Friday, January 14, 2011

A Life of Rigorous Honesty

My husband is the most honest person I know, sometimes annoyingly so. He doesn't see the value in white lies, preferring to pursue what he refers to as "a life of rigorous honesty".

I, on the other hand, well - the best I can hope for is a life of slightly strenuous honesty.

Sean calls me "the fibber", which sounds kind of horrible, like I tell whoppers all the time. I'll admit to telling callers I'm not home, or faking sick, or answering "only one" when asked how many of the brownies I ate. This is what normal people do. I will admit to using embellishments when telling a story. Take the carrot incident a few posts back. Honestly, a pretty lame story. But just think about how much more entertaining it would have been if I had bitch slapped the personal shopper with the carrot and it turned out she was a black belt in karate and whipped me in the middle of the grocery store parking lot! Now that would have been a story!

White lies are part of the very foundation of my parenting. "They're closed." and "They don't make those anymore." and "It's out of batteries." are the phrases that keep me sane on a daily basis. There is only a small window when these little fibs work, usually between the ages of 2 and 5. Older than that and they start wondering why the ice cream parlor isn't open at 2 on a Saturday in July.

It doesn't always work. This afternoon, Katie was finally at school (after 4 snow days), Henry was asleep, and Julia and I were playing dolls. I was tired and the couch looked very inviting, so I said to Julia, "Come up here and snuggle with mommy. I have the sleeping sickness, did you know that?" Her eyes narrowed and she looked at me side-eyed. Julia is no dope. "It's true. Sometimes I'll just be in the middle of a sentence and...zzzzzzzzzzzzz." She burst out laughing and jumped on my stomach. Fib fail.

I'm not advocating full scale LYING. Lying is bad. Fibbing is kind of bad. Big difference. You should never lie about things like someone dying, or where you went to college, or how good you are at a sport. You should always fib about things like your weight, how often you clean your house, and how often you floss.

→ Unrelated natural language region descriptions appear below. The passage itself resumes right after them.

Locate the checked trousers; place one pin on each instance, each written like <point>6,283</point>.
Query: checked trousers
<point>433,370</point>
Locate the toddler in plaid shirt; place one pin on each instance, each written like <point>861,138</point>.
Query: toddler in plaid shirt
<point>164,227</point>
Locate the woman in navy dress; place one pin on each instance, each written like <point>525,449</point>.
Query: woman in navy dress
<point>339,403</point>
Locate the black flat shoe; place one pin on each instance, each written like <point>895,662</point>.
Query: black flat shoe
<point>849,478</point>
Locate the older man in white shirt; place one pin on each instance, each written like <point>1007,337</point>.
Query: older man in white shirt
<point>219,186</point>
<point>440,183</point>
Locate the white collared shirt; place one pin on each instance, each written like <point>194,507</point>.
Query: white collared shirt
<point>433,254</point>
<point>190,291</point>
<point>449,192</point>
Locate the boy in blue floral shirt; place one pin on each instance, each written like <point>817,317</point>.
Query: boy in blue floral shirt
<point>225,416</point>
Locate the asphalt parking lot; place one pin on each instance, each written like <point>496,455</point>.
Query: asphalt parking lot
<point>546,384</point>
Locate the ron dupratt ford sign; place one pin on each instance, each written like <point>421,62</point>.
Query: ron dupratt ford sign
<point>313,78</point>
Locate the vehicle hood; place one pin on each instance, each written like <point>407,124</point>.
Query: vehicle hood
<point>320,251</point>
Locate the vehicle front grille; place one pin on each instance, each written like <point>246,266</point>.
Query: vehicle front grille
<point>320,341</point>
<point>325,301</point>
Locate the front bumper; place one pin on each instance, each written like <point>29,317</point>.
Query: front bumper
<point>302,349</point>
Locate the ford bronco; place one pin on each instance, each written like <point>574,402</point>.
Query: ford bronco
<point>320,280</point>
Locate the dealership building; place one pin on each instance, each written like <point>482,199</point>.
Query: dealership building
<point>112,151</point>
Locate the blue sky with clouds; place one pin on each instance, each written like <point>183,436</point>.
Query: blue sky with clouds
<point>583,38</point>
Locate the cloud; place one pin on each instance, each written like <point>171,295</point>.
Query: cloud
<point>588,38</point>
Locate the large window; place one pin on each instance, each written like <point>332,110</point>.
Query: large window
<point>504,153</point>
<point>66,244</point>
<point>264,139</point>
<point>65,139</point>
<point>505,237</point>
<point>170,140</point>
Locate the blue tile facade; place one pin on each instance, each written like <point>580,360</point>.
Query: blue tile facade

Fibbing is an adult thing, like drinking or renting a car. Children are not allowed to fib, even about the flossing. Children, in fact, are held to the rigorous honesty standard. We're lucky that, so far, our kids are not adept at the whole fibbing thing. Katie's eyes get huge, her voice gets indignant (WHAAAT? Of COURSE I brushed my teeth. GAW!), and she changes her story 50 times in 5 minutes. Julia just says things that are completely ridiculous. Like when she went to preschool and told her teachers that Daddy hit Mommy. That made for an awkward conversation with the teacher.

I admire Sean for his honesty, and hope that our kids take after him in that regard. And that's no lie.

Photos of the day for January 13 and 14. Henry!



1 comment:

  1. I had Hank convinced that when the ice cream truck comes around, they play that music to let you know they are out of ice cream. The truck would come by playing that scary horror show clown music and hank would frown and say "oh, that's too bad - he's out of ice cream again!"
    mother's do what they need to do to survive.